Happy St. Martin’s day


November 11th was St. Martin’s day, which is celebrated in the more Catholic regions of Germany, which includes Aachen. Since it is not celebrated at all in the USA, I had to learn all about it. St. Martin lived in the 4th century, and was a soldier in the Roman army. Legend has it that one day he was riding back to camp and there was a freezing homeless man on the road. He ripped his warm coat in half and gave half to the stranger. Later in his life he became a monk, and eventually a bishop. He did not want to become a bishop, but the townspeople really wanted him to. They were all encouraging him to, so he ran away and hid in a barn. The townspeople went out at night with lanterns looking for him, and eventually a goose honked, which gave away his position. He finally decided that he would be a bishop if the people really wanted him to. That’s how the traditions around St. Martin’s day started.
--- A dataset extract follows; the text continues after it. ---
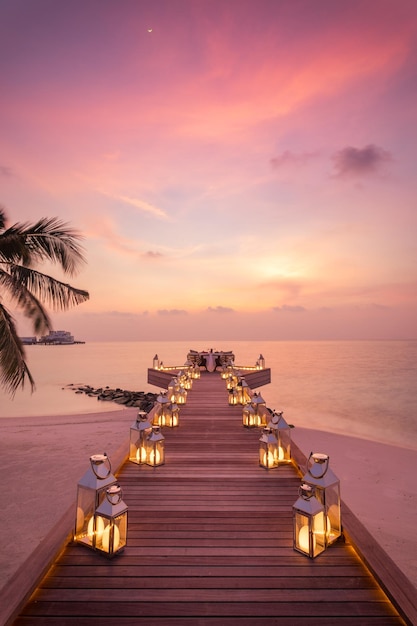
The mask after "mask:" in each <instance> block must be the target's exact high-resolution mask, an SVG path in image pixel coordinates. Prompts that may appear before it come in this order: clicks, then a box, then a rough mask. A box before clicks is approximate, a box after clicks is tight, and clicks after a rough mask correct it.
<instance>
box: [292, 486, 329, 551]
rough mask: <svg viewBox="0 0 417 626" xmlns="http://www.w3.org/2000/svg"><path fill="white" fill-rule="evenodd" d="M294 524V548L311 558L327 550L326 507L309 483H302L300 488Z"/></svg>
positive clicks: (294, 513)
You eat goose, and the kids make lanterns and make a parade. Oh, and they also have tasty sweet breads in the shape of St. Martin, which are called Weckmänner (around this region). Elsewhere in the German speaking areas they are known by a variety of different names such as Stutenkerl, Klaaskerl, or Krampus, and are actually usually eaten on St. Nicholas day instead of St. Martin’s day.

On Sunday I made a goose breast with potato dumplings and red cabbage. It turned out okay, though I think it was supposed to be crispier.


On Monday evening, the kids school organized the parade, which ended with a big bonfire – the biggest our kids had ever experienced, since big bonfires are a no-no in dry Colorado.